Author: Valencia IIP Advisors Limited
Date: February 2021
Appropriate Senior Official: George Bailey - Director, Human Resources
Section 10 Delegate: Natalie Sabourin, CATSA ATIP Coordinator
This is a summary of the Privacy Impact Assessment (PIA) completed by Valencia IIP Advisors Limited for the Canadian Air Transport Security Authority (CATSA) for the Human Resources Information System and Payroll Solution (HRIS) project. The PIA was conducted using the Treasury Board of Canada Secretariat guidelines for conducting PIAs, which incorporates the ten principles of the Canadian Standards Association (CSA) Model Code for assessing fair information handling practices.

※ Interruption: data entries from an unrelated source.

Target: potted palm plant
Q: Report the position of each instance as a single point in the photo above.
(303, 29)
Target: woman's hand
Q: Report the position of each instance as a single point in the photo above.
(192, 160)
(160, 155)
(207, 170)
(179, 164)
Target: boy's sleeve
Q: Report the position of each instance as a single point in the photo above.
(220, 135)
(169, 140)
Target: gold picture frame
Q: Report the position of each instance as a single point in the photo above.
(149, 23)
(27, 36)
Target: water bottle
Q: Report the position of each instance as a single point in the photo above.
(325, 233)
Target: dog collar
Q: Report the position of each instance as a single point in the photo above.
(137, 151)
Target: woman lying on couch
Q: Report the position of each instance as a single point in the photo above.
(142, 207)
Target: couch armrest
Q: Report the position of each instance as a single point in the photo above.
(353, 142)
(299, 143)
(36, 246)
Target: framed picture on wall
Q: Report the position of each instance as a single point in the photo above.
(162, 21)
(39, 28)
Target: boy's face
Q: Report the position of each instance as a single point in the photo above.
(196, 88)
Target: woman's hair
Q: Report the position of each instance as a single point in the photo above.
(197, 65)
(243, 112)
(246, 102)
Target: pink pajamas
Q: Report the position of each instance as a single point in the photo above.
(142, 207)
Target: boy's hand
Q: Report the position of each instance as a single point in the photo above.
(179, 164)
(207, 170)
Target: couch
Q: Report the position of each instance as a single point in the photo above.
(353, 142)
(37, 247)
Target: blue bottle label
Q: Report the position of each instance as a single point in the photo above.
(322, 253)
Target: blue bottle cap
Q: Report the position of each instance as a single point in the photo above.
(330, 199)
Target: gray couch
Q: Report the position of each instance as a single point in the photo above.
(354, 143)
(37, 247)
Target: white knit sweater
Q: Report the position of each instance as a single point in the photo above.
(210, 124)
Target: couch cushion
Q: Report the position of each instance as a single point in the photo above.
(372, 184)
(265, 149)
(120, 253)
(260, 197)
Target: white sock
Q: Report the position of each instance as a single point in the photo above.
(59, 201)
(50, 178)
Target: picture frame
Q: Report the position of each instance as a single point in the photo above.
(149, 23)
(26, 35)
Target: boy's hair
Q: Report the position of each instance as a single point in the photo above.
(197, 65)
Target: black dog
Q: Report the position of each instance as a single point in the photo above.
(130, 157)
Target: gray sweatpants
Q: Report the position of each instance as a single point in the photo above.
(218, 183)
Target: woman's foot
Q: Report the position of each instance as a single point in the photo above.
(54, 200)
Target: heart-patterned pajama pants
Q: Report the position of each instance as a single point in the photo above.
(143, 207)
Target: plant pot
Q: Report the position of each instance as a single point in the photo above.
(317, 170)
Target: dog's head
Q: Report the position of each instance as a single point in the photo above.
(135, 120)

The CATSA HRIS is a cloud-based software-as-a-service solution to facilitate talent management and facilitate CATSA Human Resources functions. CATSA has subscribed to the vendor’s Canadian services so that data is stored within a Canadian data centre. The PIA did not reveal any major concerns in terms of compliance with the Privacy Act.
| Type of Program | Compliance |
|---|---|
| Administration of Programs / Activity and Services | Yes |
| Compliance / Regulatory investigations and enforcement | Yes |
| Aviation Security | No |
| Type of Personal Information Involved and Context | Compliance |
|---|---|
| Social Insurance Number, medical, financial or other sensitive Personal Information and/or the context surrounding the Personal Information is sensitive. | Yes |
| Sensitive Personal Information, including detailed profiles, allegations or suspicions, bodily samples and/or the context surrounding the Personal Information is particularly sensitive | Yes |
| Program Partners and Private Sector Involvement | Compliance |
|---|---|
| Within CATSA (amongst one or more programs within CATSA) | Yes |
| With other Government of Canada institutions | Yes |
| With other or a combination of federal/ provincial and/or municipal government(s) | Yes |
| Private sector organizations or international organizations | Yes |
| Duration of the Program | Compliance |
|---|---|
| Short-term program | Yes |
| Program Population | Compliance |
|---|---|
| The program affects all individuals for internal administrative purposes. | Yes |
| The program affects all individuals for external administrative purposes. | Yes |
Conclusion
Conclusion In February 2021, a copy of this PIA was submitted to the Office of the Privacy Commissioner (OPC) for review.